Image credit: NASA/JPL-Caltech
In October of this year, NASA plans to launch the first spacecraft to explore the Trojan asteroids — two loose groups of asteroids orbiting our Sun, with one group leading ahead of Jupiter, and the other trailing behind.
The mission named “Lucy” — after the fossilized human skeleton, Lucy, which provided unique insight into humanity’s evolution — will seek to determine what secrets these “swarms” of asteroids contain with regards to the birth of our Solar System more than 4 billion years ago. They are thought to be remnants of the primordial material that formed the outer planets, which NASA scientists believe will provide vital clues to deciphering the history of the Solar System, and perhaps even the origins of organic material on Earth.
Origins of the Solar System
There are a number of theories for the origin of the Solar System, one of which speculates that it was triggered by the collapse of a giant cloud of gas and dust, forming a spinning, swirling disk of material called a solar nebula. Its been postulated that this collapse could have been as a result of random density fluctuations within the cloud or an external force, such as a shock wave from a nearby supernova.
At the center of the solar nebula, intense pressure would have resulted in the fusion of hydrogen atoms into helium, a process which releases enormous amounts of energy. As such, our Sun was born.
Material on the outside of the disk began to condense, forming larger and larger bodies, some of which grew large enough that their own gravity shaped them into spheres, becoming planets, dwarf planets, and moons. Matter that did not come together became asteroids, comets, and meteoroids.
Getting Lucy in the sky
The first of the Trojan asteroids were discovered as early as 1906 by German astronomer Max Wolf.

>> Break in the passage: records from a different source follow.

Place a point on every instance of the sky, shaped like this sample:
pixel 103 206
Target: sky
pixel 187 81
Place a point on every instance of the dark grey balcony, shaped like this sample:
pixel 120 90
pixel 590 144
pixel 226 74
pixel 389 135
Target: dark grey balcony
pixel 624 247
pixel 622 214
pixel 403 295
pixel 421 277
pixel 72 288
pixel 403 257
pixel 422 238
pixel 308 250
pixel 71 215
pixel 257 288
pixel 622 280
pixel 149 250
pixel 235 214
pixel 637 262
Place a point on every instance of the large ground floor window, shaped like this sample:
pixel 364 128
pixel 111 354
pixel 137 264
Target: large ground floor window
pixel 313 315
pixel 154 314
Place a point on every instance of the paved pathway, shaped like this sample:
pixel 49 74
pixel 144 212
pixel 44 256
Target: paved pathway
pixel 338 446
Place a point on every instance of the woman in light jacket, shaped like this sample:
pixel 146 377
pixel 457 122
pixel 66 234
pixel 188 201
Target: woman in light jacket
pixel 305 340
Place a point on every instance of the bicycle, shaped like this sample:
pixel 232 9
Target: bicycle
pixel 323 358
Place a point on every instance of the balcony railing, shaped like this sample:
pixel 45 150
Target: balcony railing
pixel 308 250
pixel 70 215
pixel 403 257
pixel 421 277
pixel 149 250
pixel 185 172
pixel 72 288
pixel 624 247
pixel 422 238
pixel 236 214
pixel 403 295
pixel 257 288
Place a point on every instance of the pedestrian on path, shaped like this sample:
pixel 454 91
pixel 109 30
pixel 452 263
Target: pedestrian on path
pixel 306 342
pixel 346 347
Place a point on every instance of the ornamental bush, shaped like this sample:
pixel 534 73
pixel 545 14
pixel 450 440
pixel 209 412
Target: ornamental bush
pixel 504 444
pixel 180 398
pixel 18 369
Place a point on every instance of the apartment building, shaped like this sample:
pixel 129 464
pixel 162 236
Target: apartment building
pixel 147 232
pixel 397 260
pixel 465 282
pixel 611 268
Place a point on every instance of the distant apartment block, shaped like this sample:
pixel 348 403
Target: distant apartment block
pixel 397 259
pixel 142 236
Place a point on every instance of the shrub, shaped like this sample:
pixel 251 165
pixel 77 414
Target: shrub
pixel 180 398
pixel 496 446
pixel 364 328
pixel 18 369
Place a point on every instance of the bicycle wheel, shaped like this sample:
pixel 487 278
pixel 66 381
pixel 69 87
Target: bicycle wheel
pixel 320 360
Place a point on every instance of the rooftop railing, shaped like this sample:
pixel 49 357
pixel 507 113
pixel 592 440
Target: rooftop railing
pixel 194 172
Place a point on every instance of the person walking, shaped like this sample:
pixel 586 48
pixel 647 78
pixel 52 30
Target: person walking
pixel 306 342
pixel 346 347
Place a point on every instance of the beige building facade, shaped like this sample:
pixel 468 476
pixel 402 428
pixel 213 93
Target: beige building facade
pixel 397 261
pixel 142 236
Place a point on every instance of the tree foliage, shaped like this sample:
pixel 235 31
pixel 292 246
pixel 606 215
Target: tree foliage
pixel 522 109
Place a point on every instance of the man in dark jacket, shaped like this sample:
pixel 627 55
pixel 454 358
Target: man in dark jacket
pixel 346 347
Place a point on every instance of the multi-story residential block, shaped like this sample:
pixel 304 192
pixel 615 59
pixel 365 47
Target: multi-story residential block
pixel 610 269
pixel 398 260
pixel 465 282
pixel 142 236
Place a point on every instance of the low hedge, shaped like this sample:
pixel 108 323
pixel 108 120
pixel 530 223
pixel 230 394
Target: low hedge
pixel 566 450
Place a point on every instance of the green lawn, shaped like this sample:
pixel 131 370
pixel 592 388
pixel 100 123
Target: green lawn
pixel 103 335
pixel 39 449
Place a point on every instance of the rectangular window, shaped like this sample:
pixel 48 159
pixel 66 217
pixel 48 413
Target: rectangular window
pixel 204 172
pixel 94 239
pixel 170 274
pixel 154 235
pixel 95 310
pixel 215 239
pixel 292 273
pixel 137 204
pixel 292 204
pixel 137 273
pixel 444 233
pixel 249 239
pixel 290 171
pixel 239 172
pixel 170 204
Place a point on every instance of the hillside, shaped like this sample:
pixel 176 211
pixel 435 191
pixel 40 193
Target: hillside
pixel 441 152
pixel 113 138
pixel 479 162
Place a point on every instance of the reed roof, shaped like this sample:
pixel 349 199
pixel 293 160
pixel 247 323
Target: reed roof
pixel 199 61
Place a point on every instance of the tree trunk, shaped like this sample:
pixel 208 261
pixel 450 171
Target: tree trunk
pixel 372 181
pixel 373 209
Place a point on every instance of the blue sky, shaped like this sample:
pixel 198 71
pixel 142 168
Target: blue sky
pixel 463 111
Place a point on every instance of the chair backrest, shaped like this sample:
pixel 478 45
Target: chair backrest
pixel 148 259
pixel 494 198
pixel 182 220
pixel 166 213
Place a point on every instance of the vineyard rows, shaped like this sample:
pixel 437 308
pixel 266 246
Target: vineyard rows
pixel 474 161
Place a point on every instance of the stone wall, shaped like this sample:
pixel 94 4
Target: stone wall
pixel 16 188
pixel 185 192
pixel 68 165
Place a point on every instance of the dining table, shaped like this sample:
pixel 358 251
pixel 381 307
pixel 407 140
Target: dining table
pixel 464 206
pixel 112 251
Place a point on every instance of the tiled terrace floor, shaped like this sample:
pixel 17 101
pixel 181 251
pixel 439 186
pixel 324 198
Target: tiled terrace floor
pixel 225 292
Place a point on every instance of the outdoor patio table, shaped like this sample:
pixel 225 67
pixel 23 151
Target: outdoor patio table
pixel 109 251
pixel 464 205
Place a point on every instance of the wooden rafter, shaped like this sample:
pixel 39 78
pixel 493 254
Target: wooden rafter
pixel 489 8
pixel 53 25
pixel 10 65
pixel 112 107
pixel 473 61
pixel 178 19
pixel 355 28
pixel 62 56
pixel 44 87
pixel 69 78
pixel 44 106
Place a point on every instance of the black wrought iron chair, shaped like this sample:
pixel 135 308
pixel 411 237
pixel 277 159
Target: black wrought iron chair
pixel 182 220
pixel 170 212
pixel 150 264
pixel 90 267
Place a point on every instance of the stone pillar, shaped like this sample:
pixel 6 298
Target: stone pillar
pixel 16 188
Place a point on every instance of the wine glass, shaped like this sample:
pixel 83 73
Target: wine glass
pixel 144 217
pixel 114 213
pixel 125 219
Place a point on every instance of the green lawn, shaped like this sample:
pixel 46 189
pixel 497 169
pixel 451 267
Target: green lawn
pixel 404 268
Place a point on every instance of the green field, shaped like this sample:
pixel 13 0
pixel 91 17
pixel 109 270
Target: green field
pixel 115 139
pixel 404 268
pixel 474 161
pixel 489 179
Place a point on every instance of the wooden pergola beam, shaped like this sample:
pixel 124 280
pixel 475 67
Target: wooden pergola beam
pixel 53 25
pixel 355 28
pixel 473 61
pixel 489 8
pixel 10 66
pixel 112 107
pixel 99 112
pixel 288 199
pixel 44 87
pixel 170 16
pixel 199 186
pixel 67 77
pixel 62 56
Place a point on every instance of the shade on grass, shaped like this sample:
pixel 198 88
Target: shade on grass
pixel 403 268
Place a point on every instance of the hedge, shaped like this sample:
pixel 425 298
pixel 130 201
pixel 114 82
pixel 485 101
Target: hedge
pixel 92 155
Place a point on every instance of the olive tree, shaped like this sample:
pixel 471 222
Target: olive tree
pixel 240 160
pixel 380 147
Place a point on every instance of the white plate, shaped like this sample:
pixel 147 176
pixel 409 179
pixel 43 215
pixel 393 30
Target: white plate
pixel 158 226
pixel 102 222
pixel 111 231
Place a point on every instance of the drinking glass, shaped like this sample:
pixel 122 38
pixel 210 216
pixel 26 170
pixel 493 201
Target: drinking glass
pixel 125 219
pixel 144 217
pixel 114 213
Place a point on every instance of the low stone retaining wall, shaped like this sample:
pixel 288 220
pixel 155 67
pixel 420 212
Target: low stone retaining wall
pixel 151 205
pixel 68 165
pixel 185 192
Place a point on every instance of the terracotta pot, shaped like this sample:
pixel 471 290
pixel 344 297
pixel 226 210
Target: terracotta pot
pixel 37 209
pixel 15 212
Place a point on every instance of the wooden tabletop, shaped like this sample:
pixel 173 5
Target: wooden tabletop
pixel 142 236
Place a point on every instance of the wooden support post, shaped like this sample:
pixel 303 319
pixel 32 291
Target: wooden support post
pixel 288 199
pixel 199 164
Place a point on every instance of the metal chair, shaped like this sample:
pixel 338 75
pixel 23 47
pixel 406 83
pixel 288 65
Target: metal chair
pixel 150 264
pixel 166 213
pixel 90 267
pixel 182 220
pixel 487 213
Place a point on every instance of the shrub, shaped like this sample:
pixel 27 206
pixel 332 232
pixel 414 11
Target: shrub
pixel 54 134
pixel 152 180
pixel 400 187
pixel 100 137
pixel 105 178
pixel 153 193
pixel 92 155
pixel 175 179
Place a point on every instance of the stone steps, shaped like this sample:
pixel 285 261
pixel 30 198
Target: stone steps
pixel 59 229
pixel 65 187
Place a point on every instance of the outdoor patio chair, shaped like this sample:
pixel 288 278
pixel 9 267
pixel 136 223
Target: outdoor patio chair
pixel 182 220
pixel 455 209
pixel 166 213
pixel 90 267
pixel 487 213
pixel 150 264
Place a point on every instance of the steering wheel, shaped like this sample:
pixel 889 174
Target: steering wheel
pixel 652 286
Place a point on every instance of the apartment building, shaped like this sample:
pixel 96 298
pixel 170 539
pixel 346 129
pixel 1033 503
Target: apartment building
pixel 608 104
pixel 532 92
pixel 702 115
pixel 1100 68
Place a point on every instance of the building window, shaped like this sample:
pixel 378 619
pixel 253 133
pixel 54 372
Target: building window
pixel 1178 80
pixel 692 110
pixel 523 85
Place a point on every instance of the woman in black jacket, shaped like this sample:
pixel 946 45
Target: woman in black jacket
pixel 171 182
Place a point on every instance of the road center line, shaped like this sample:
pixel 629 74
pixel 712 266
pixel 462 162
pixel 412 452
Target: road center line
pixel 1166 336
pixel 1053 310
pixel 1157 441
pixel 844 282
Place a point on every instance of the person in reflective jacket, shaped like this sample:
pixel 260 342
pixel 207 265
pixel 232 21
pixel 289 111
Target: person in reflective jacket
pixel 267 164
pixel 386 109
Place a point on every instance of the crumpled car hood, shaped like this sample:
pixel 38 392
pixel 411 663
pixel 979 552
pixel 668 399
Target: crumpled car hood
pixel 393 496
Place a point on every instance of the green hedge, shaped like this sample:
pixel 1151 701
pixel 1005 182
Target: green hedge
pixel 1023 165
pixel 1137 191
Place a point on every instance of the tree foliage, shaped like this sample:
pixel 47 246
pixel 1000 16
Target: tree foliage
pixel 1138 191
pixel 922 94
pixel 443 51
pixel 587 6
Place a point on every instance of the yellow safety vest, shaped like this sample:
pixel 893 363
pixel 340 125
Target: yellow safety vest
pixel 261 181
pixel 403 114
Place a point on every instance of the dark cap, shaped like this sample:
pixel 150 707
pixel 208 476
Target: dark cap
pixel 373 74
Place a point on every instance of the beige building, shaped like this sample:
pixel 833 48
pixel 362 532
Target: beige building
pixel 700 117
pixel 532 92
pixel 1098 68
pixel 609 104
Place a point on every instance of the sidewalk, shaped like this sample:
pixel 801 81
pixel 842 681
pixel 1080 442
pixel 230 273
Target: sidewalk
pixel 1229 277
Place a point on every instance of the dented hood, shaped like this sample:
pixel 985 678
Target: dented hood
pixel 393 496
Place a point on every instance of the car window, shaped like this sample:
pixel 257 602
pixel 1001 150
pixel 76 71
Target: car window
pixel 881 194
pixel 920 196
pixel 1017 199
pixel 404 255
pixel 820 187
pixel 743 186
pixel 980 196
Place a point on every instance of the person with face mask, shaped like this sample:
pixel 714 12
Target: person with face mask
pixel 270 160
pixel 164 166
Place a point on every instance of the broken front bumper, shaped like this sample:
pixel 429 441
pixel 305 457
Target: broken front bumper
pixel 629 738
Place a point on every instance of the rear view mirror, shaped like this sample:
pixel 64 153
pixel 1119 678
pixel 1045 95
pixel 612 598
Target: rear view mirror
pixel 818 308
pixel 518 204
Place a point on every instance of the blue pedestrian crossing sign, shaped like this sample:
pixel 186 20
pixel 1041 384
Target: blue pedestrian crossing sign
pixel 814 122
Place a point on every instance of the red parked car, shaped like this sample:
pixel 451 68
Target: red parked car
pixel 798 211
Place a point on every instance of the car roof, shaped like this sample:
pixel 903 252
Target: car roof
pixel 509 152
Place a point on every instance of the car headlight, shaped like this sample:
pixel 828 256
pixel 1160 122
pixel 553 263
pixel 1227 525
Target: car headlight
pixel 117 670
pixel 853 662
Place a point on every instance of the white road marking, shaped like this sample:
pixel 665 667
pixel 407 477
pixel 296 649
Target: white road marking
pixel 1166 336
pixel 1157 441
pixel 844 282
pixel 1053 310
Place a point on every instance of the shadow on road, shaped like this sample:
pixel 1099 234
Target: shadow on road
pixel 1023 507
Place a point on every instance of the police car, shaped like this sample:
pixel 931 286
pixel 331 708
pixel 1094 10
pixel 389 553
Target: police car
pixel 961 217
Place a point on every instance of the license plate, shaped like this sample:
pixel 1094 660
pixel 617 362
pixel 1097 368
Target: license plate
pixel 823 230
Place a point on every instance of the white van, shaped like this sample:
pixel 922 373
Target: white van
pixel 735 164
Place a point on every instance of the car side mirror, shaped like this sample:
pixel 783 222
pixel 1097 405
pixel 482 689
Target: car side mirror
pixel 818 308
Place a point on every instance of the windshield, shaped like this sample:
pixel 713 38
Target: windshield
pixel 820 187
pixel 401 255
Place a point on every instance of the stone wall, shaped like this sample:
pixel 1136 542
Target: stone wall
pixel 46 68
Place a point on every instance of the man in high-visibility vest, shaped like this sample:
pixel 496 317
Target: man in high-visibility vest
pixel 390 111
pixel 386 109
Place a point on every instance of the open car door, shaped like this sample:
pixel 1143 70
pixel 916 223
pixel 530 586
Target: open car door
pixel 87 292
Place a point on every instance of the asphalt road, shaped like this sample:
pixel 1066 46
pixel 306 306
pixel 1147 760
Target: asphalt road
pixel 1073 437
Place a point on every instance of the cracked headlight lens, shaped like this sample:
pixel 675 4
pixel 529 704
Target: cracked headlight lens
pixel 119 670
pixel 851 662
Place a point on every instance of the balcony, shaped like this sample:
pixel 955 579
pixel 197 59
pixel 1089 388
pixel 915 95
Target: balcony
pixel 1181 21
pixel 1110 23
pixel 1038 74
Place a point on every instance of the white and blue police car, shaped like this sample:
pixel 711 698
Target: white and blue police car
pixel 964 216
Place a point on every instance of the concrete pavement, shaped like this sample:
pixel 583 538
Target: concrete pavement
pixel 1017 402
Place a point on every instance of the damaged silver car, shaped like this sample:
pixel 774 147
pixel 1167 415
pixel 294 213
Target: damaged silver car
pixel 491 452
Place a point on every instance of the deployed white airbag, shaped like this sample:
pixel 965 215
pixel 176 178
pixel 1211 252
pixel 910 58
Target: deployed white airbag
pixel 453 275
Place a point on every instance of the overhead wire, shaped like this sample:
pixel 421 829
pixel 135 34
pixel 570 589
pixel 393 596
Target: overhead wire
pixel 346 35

With advancements in observational instruments resulting in more than 6,500 identifications as of 2017. But despite this plethora of discoveries, scientists actually know very little about these asteroids orbiting with Jupiter.
Over its twelve-year primary mission, Lucy will explore a record-breaking number of asteroids, flying by one main belt asteroid and seven Trojan asteroids. Lucy also incorporates three Earth-gravity assists to reach the Trojan swarms and accomplish these targeted encounters.
“No other space mission in history has been launched to as many different destinations in independent orbits around our sun,” wrote NASA scientists. “Lucy will show us, for the first time, the diversity of the primordial bodies that built the planets. Lucy’s discoveries will open new insights into the origins of our Earth and ourselves.”
From close range, Lucy will gather data on the surface composition, surface geology, and the interior and bulk properties of targets 3548 Eurybates, 15094 Polymele, 11351 Leucus, and 21900 Orus in the L4 Greek Camp, plus 617 Patroclus and its binary companion, Menoetius, plus one main belt asteroid named 52246 Donaldjohanson.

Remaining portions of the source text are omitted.